Higher Permeability Sandstone
Matrix Acidizing or Hydraulic Fracture
The effective permeability (reservoir fluid transmissibility) will determine whether a matrix treatment or a short, highly conductive fracture is required. Generally, when permeability is less than 5 to 10 md, a fracturing treatment is performed. With permeabilities greater than 5 to 10 md, a matrix treatment using a solvent (usually acid) is done. Matrix treatments do not part (fracture) the rock. Solvents are pumped into the porosity to remove or clean up damage.
Sometimes, a reservoir rock has very little permeability. A reservoir with low natural permeability can present a problem because the hydrocarbons in the reservoir, though ample, cannot be extracted at reasonable rates.
One way in which to simulate a reservoir is to break or fracture it. Fracturing is done after the well has been completed, that is, the well has casing, tubing, and has been perforated.
Fracturing actually splits open the rock reservoir. The technique uses several powerful pumps arranged on the surface near the well to be fractured. The pumps are connected by high - pressure lines to the well tubing. A special fluid mixture, often composed of mainly water and sand, is pumped down the tubing to the bottom of the well. Pumping continues, and pressure forces the fracturing fluid into the perforations. Soon, the pressure becomes so high it overcomes the strength of the reservoir rock and cracks it open. Pumping continues until the fracture is of the desired length. Then pumping ceases, the pressure is bled off, and the fracturing equipment is removed. The sand in the fracturing fluid holds the fracture apart so that reservoir fluids can flow into the fracture and to the well.
Fracturing a reservoir is similar to splitting a log with a hammer and a wedge. Muscle power swings the hammer to drive the wedge into the log to split it open. In a fracturing job (often shortened to frac job), powerful engines replace muscles, and high-pressure pumps take the place of the hammer. Fracturing fluid becomes the wedge and the formation behaves the same as the log - it splits open.
Now picture the split log being held open by the wedge (the log is not split in two). What happens if the wedge is taken out? The split comes back together, or heals. A fracture in the reservoir behaves in the same way. When the pumps are stopped and pressure bled off, the fracture comes back together - or will if allowed to. However, the sand in the fracturing fluid holds, or props, the fracture open, preventing it from healing. Because sand serves this function, it is often called a proppant. The propped fracture serves as a pathway for reservoir fluids to flow into the well and to the surface.
Production versus Time
As well which contains a productive product (oil or gas) can produce naturally at some producing rate. In some wells, this producing rate is too low to be economical due to the natural flow capacity being damaged by the drilling fluids, cementing or the perforating processes.
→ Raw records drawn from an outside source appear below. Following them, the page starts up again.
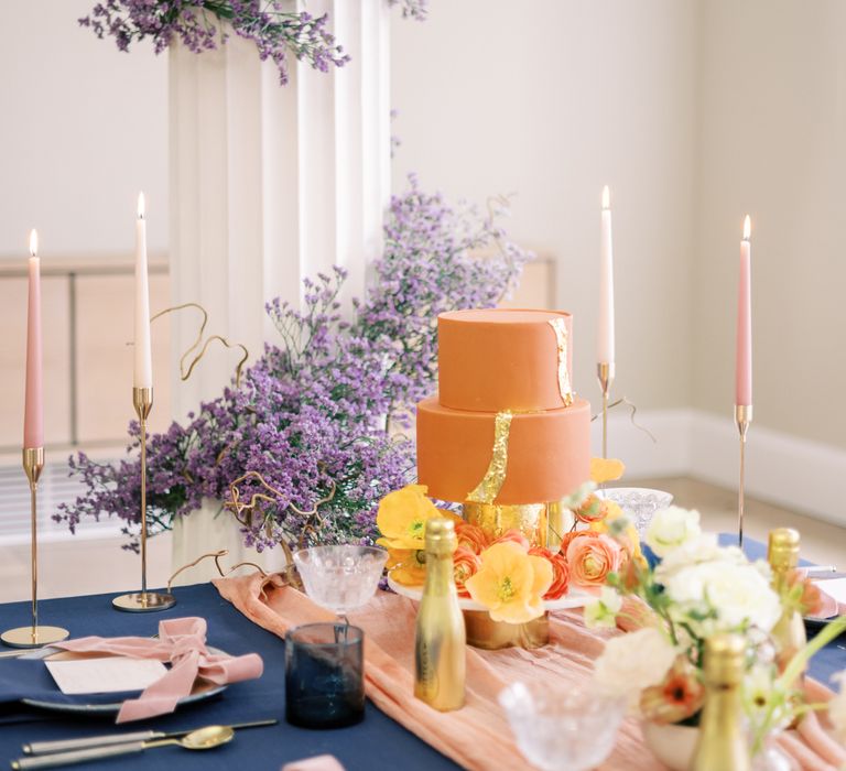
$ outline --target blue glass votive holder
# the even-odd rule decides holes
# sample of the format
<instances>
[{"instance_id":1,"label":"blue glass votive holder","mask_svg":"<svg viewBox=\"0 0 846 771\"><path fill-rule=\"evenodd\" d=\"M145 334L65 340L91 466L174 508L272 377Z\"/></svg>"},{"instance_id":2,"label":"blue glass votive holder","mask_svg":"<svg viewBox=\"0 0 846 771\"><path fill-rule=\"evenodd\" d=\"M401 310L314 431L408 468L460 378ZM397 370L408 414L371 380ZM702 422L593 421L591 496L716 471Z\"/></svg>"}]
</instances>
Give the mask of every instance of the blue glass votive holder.
<instances>
[{"instance_id":1,"label":"blue glass votive holder","mask_svg":"<svg viewBox=\"0 0 846 771\"><path fill-rule=\"evenodd\" d=\"M365 632L307 623L285 637L285 719L301 728L341 728L365 717Z\"/></svg>"}]
</instances>

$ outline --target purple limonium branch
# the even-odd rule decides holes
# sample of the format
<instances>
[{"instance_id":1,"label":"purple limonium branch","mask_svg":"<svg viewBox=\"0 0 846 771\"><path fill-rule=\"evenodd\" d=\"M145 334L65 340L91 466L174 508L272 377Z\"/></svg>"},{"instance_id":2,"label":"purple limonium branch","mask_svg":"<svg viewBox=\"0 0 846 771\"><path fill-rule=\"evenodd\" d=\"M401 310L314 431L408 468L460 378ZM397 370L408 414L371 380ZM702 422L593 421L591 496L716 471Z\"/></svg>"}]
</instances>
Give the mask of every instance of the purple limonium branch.
<instances>
[{"instance_id":1,"label":"purple limonium branch","mask_svg":"<svg viewBox=\"0 0 846 771\"><path fill-rule=\"evenodd\" d=\"M389 0L391 6L398 2ZM401 0L401 6L404 18L425 18L425 0ZM113 37L120 51L150 39L156 54L174 42L196 54L212 51L231 31L253 43L262 62L273 62L283 86L289 54L323 73L349 62L329 30L328 14L314 17L289 7L285 0L105 0L78 21L100 40Z\"/></svg>"},{"instance_id":2,"label":"purple limonium branch","mask_svg":"<svg viewBox=\"0 0 846 771\"><path fill-rule=\"evenodd\" d=\"M269 303L278 344L265 347L240 387L150 436L150 532L172 528L209 499L223 506L229 485L252 470L278 495L245 518L248 545L293 545L304 532L307 543L372 542L379 500L415 477L413 443L391 426L409 425L414 404L435 390L437 314L496 305L530 257L506 239L498 214L453 209L412 178L391 202L376 280L351 316L340 314L339 268L304 281L302 307ZM479 259L480 250L492 254ZM127 547L137 549L137 423L129 436L117 464L70 458L86 490L55 519L73 531L83 518L118 517ZM333 489L317 517L300 513ZM267 490L240 486L241 500L252 492Z\"/></svg>"}]
</instances>

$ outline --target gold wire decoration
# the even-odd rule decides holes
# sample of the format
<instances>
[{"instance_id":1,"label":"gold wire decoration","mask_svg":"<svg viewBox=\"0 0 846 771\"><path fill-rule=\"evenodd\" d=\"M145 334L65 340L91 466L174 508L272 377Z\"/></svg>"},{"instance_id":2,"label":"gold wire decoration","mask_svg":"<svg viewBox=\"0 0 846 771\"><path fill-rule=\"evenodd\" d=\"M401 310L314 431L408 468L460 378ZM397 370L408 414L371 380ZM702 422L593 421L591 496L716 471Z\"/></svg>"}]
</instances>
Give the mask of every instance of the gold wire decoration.
<instances>
[{"instance_id":1,"label":"gold wire decoration","mask_svg":"<svg viewBox=\"0 0 846 771\"><path fill-rule=\"evenodd\" d=\"M207 554L200 554L196 560L194 560L194 562L189 562L187 565L183 565L177 571L175 571L171 575L171 577L167 579L167 593L170 594L171 588L173 587L173 579L176 578L176 576L180 575L180 573L184 573L189 567L194 567L195 565L198 565L200 562L209 557L214 558L215 567L217 568L217 572L220 574L221 578L225 578L230 573L237 571L239 567L246 567L247 565L249 565L250 567L254 567L259 573L261 573L261 575L264 578L268 577L268 574L264 572L264 569L261 566L257 565L254 562L239 562L237 565L232 565L232 567L230 567L228 571L224 571L224 568L220 566L220 557L225 557L228 554L229 554L228 549L221 549L218 552L208 552Z\"/></svg>"},{"instance_id":2,"label":"gold wire decoration","mask_svg":"<svg viewBox=\"0 0 846 771\"><path fill-rule=\"evenodd\" d=\"M494 420L494 447L491 449L490 465L482 480L467 496L474 503L492 503L502 485L506 482L508 468L508 437L511 433L511 420L514 414L510 410L498 412Z\"/></svg>"},{"instance_id":3,"label":"gold wire decoration","mask_svg":"<svg viewBox=\"0 0 846 771\"><path fill-rule=\"evenodd\" d=\"M325 470L325 466L321 464L318 466L321 470ZM241 500L241 492L238 489L238 486L242 482L247 481L248 479L256 479L258 482L265 489L269 490L273 496L269 496L264 492L253 492L252 496L250 496L249 503L245 503ZM321 517L318 512L318 508L323 506L324 503L328 503L333 498L335 498L335 492L337 490L337 485L334 481L329 481L329 492L327 496L318 499L315 504L308 509L307 511L301 509L296 506L293 501L289 501L288 506L284 508L291 508L293 509L297 514L305 518L305 524L303 525L303 529L300 532L300 539L299 539L299 546L300 549L303 549L305 546L305 539L310 534L316 535L317 531L313 524L313 522L316 521L318 525L326 524L324 519ZM284 493L281 490L278 490L275 487L273 487L259 471L247 471L246 474L242 474L238 479L229 484L229 493L231 497L231 500L224 502L224 508L228 509L232 512L232 515L235 517L238 522L240 522L245 528L252 528L253 526L253 515L256 513L256 506L260 501L265 501L268 503L274 503L279 506L279 499L284 498ZM245 514L245 512L247 512ZM264 520L262 522L262 525L267 528L268 530L268 536L272 534L272 517L270 513L264 514ZM285 552L285 558L293 563L293 556L291 554L291 550L289 545L284 541L280 541L280 546L282 546L283 551Z\"/></svg>"},{"instance_id":4,"label":"gold wire decoration","mask_svg":"<svg viewBox=\"0 0 846 771\"><path fill-rule=\"evenodd\" d=\"M563 318L551 318L549 325L555 333L555 341L558 348L558 391L564 406L573 405L573 387L570 382L570 369L567 369L567 323Z\"/></svg>"},{"instance_id":5,"label":"gold wire decoration","mask_svg":"<svg viewBox=\"0 0 846 771\"><path fill-rule=\"evenodd\" d=\"M611 402L608 405L608 409L611 410L615 406L619 406L620 404L625 404L626 406L629 408L629 410L630 410L629 420L631 421L631 425L633 425L638 431L642 431L647 436L649 436L650 439L652 439L652 442L658 444L658 439L655 438L655 435L649 428L647 428L644 425L641 425L640 423L638 423L634 420L634 415L638 414L638 408L636 406L636 404L633 402L630 402L628 399L626 399L626 397L622 397L621 399L618 399L617 401ZM597 415L590 415L590 422L593 423L597 417L599 417L598 414Z\"/></svg>"},{"instance_id":6,"label":"gold wire decoration","mask_svg":"<svg viewBox=\"0 0 846 771\"><path fill-rule=\"evenodd\" d=\"M235 387L240 388L243 365L247 363L247 359L250 358L250 351L247 350L247 346L245 346L242 343L229 343L229 340L227 340L225 337L221 337L220 335L209 335L204 343L203 335L205 334L206 325L208 324L208 312L199 303L183 303L182 305L174 305L172 307L165 308L164 311L160 311L159 313L156 313L150 319L150 323L154 322L160 316L164 316L165 314L173 313L174 311L182 311L184 308L189 308L189 307L197 308L203 314L203 323L199 325L199 332L197 333L197 338L194 340L191 347L180 357L180 378L183 380L183 382L187 380L191 377L191 373L194 371L194 368L199 363L200 359L206 355L206 351L208 350L208 346L210 346L215 340L217 340L218 343L221 343L227 348L240 348L243 351L243 356L235 367ZM191 360L191 363L188 363L186 369L185 360L195 350L197 350L197 348L200 349L199 354L197 354Z\"/></svg>"}]
</instances>

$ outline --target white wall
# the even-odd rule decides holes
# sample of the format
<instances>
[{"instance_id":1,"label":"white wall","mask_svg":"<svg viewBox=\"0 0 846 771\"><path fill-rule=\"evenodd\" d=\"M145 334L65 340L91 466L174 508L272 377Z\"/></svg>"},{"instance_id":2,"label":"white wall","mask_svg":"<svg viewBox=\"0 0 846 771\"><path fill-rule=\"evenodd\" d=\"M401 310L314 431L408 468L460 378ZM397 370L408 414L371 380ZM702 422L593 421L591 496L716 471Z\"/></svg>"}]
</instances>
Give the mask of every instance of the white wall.
<instances>
[{"instance_id":1,"label":"white wall","mask_svg":"<svg viewBox=\"0 0 846 771\"><path fill-rule=\"evenodd\" d=\"M728 414L734 402L749 211L756 423L844 449L846 3L702 8L693 403Z\"/></svg>"},{"instance_id":2,"label":"white wall","mask_svg":"<svg viewBox=\"0 0 846 771\"><path fill-rule=\"evenodd\" d=\"M76 19L4 9L0 258L129 252L134 196L166 250L166 59ZM755 225L756 422L846 447L846 3L431 0L392 17L394 186L519 194L514 237L558 263L576 384L597 397L598 199L612 187L618 393L730 414L736 254ZM809 402L816 402L813 406Z\"/></svg>"},{"instance_id":3,"label":"white wall","mask_svg":"<svg viewBox=\"0 0 846 771\"><path fill-rule=\"evenodd\" d=\"M167 248L167 61L130 54L77 19L93 0L4 3L0 45L0 259L131 252L135 197Z\"/></svg>"},{"instance_id":4,"label":"white wall","mask_svg":"<svg viewBox=\"0 0 846 771\"><path fill-rule=\"evenodd\" d=\"M611 186L617 386L687 404L695 159L694 0L432 0L392 24L394 188L484 204L518 194L508 228L557 260L575 314L575 384L596 400L599 203ZM612 446L611 446L612 449Z\"/></svg>"}]
</instances>

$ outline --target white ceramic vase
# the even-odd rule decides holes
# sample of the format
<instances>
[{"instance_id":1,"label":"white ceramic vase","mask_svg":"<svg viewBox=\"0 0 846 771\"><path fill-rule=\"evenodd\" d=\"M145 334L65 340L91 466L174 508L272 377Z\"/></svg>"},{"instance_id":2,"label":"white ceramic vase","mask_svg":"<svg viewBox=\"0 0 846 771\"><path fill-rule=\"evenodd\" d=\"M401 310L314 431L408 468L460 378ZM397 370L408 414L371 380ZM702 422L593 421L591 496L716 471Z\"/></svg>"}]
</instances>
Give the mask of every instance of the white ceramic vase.
<instances>
[{"instance_id":1,"label":"white ceramic vase","mask_svg":"<svg viewBox=\"0 0 846 771\"><path fill-rule=\"evenodd\" d=\"M285 554L281 549L265 549L259 553L243 545L243 535L235 517L223 508L220 501L210 498L187 517L178 517L173 526L172 572L194 562L203 554L226 549L229 554L220 558L224 569L239 562L252 562L265 573L275 573L285 567ZM215 561L204 560L198 565L181 573L174 586L200 584L218 578Z\"/></svg>"}]
</instances>

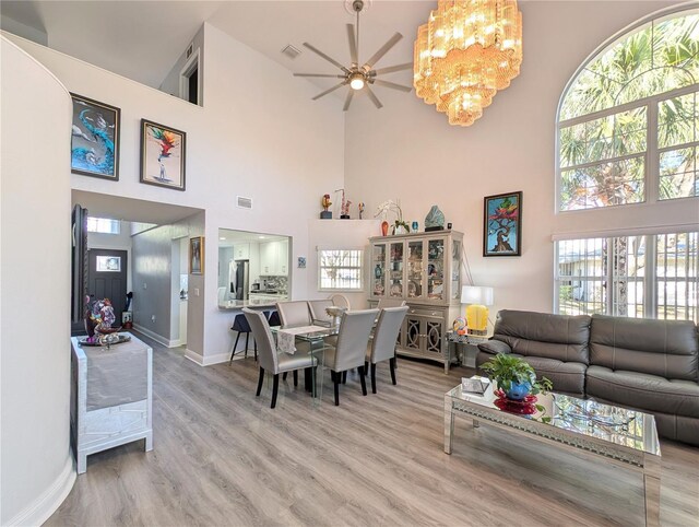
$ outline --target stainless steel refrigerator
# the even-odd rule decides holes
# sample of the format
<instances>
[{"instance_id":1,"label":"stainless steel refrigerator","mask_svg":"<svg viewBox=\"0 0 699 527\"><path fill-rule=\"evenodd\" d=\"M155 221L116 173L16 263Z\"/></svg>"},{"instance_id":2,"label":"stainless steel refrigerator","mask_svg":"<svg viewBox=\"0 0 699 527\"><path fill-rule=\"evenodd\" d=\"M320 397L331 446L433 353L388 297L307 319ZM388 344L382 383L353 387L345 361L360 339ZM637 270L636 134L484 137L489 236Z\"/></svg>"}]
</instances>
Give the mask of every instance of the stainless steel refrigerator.
<instances>
[{"instance_id":1,"label":"stainless steel refrigerator","mask_svg":"<svg viewBox=\"0 0 699 527\"><path fill-rule=\"evenodd\" d=\"M236 300L248 300L250 291L250 261L235 260L235 276L232 280Z\"/></svg>"}]
</instances>

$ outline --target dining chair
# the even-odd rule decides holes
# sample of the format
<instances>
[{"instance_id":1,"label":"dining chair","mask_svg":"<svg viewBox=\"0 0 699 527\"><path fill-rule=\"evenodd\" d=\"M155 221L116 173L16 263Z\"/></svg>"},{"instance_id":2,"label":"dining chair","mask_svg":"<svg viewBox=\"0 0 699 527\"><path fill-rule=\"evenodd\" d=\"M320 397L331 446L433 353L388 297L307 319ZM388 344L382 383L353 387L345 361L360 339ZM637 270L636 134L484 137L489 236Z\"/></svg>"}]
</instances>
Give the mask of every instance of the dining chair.
<instances>
[{"instance_id":1,"label":"dining chair","mask_svg":"<svg viewBox=\"0 0 699 527\"><path fill-rule=\"evenodd\" d=\"M334 304L332 300L309 300L308 307L310 308L310 317L313 321L318 320L323 324L330 325L332 317L328 315L325 308L332 307Z\"/></svg>"},{"instance_id":2,"label":"dining chair","mask_svg":"<svg viewBox=\"0 0 699 527\"><path fill-rule=\"evenodd\" d=\"M376 308L386 309L387 307L403 307L404 305L405 305L404 300L379 298L379 304L376 306Z\"/></svg>"},{"instance_id":3,"label":"dining chair","mask_svg":"<svg viewBox=\"0 0 699 527\"><path fill-rule=\"evenodd\" d=\"M347 298L342 293L333 293L330 295L329 300L332 302L332 305L336 305L337 307L344 307L347 311L352 309L352 306L350 305L350 298Z\"/></svg>"},{"instance_id":4,"label":"dining chair","mask_svg":"<svg viewBox=\"0 0 699 527\"><path fill-rule=\"evenodd\" d=\"M276 311L283 328L310 325L308 302L305 300L293 302L277 302Z\"/></svg>"},{"instance_id":5,"label":"dining chair","mask_svg":"<svg viewBox=\"0 0 699 527\"><path fill-rule=\"evenodd\" d=\"M298 383L298 371L307 370L306 379L311 378L310 368L317 364L316 358L306 353L296 353L289 355L288 353L280 353L276 351L276 344L274 343L274 337L270 331L270 325L266 321L266 317L262 312L242 308L250 328L252 329L252 336L258 342L258 354L260 364L260 377L258 379L258 390L256 397L260 397L262 390L262 382L264 380L264 373L268 372L274 375L272 382L272 405L270 408L276 406L276 394L280 388L280 374L287 372L294 372L294 386ZM306 386L308 389L308 386Z\"/></svg>"},{"instance_id":6,"label":"dining chair","mask_svg":"<svg viewBox=\"0 0 699 527\"><path fill-rule=\"evenodd\" d=\"M408 306L386 307L379 313L374 339L366 351L366 363L371 365L371 393L376 394L376 365L389 361L391 382L395 382L395 342Z\"/></svg>"},{"instance_id":7,"label":"dining chair","mask_svg":"<svg viewBox=\"0 0 699 527\"><path fill-rule=\"evenodd\" d=\"M367 395L364 378L364 359L369 342L369 333L378 309L360 309L345 312L340 324L340 332L335 346L327 344L324 365L330 368L330 376L335 388L335 406L340 406L340 383L343 372L356 367L362 382L362 395Z\"/></svg>"}]
</instances>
Understanding the reservoir helps the oil companies and/or service companies to determine the type of stimulation treatment or method to use to improve the productivity. This graph illustrates production versus time which might be expected from a well. (1) Natural production (no stimulation). (2) Production for the normal stimulation job. (3) Production for a better stimulation method aimed at optimization for a particular reservoir condition.
Certain acids, when put into contact with suitable reservoir rocks, etch or dissolve them. The fact that acid reacts with rock and forms the basis of a stimulation method known as acidizing. Two types of oil well acidizing are fracture acidizing and matrix acidizing.
Fracture acidizing involves pumping acid into the reservoir at a pressure high enough to cause it to fracture. Fracture acidizing is similar to fracturing; however, acid instead of water is used as a fracturing fluid. The acid etches the face (each side) of the fracture to create flow channels for reservoir fluids. Fracture acidizing is utilized mainly in limestone formations.
Matrix acidizing does not involve fracturing. The body of the rock in which hydrocarbons and other fluids occur is often known as the rock matrix. In this method acid is injected down the tubing and into the permeable channels of the reservoir. The injection pressure is kept low enough to prevent fracturing the formation. Certain acids can remove substances that block reservoir permeability, especially mud solids.
Many different kinds of acids are used in acidizing oil wells. One of the more common is Hydrochloric acid. Hydrochloric acid is a strong acid that works best on carbonate rocks. Carbonate rocks include limestone and dolomite. Limestone is mostly calcium carbonate, and dolomite is mostly calcium magnesium carbonate. Limestone and dolomite reservoirs are called carbonate reservoirs.
Acetic acid and formic acid are sometimes used to acidize carbonate reservoirs that have high temperatures - 250 degrees Fahrenheit or more. Another acid used is hydrofluoric, or mud, acid. Hydrofluoric acid reacts with quartz, sand, and clay. Also, various acids can be mixed in order to obtain the desired results in an acidizing job. Regardless of the acid used, the idea behind acidizing is to enable reservoir fluids to flow out of the reservoir and into the wellbore.